I love learning about new people, and I am determined to know more about the women who history has sometimes ignored due to different cultural norms than now.
So I am resolved to make an effort to educate myself on women of the past and hope that my actions will influence the future generation of women.
A lot of Italian families operate as matriarchies. Think about it. The mother makes the major life decisions and organizes family events and behaviors. I don’t know if that has something to do with our religious and cultural affinity for the Blessed Mother or if it is because women tend to make a house a home in many ways.

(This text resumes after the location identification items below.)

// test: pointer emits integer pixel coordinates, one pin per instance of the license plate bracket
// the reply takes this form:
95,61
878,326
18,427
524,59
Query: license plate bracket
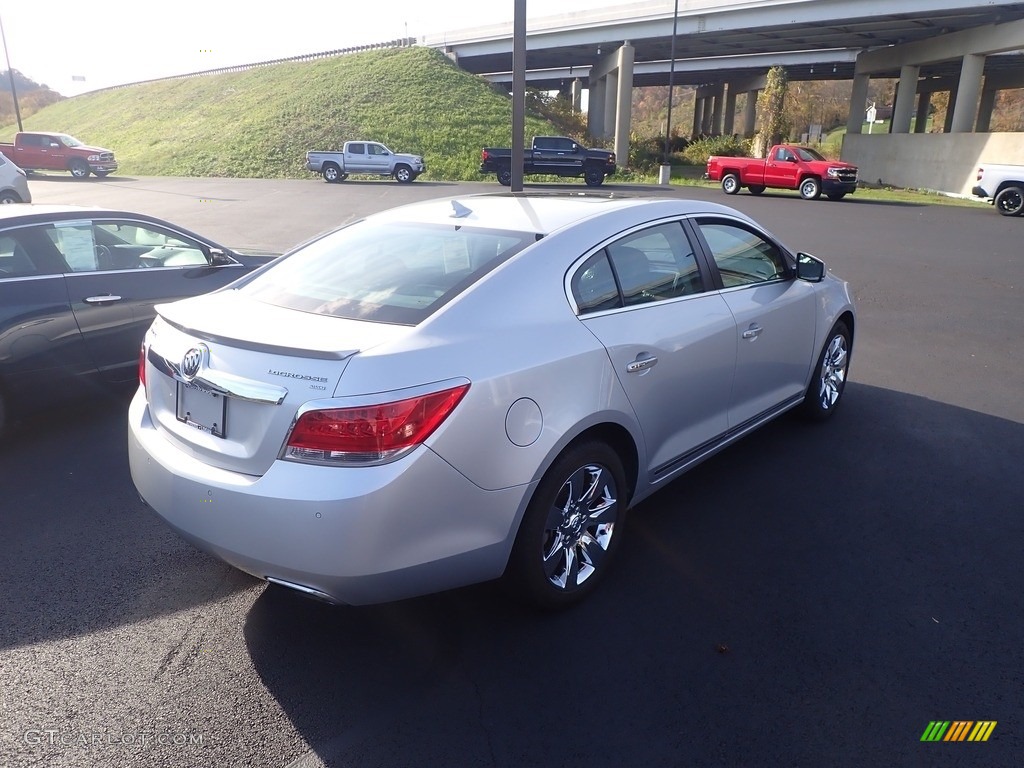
201,409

Look to your mothers and grandmothers. Learn their stories. I have learned so much from the women of the town. A woman who dedicated her life to raising her children is as fascinating as the successful career women and the women who went for both.
Learn their tricks and good habits. Learn from their mistakes. Listen to how they were treated in school and the workforce. Ask women who were adults in the 1950s and 1960s (or other decades) about the first time they opened an account in their own name and not jointly in their spouse’s name or father’s name.
Can you imagine being denied an account if a man wasn’t with you? Ugh.
I think we need to share these stories with each generation in the same manner that we share the stories of how our families came to America or to Hammonton.
If we remember, we cannot forget and then we will hopefully not make the same mistakes in the future.
Gina Rullo is the editor-in-chief of The Hammonton Gazette.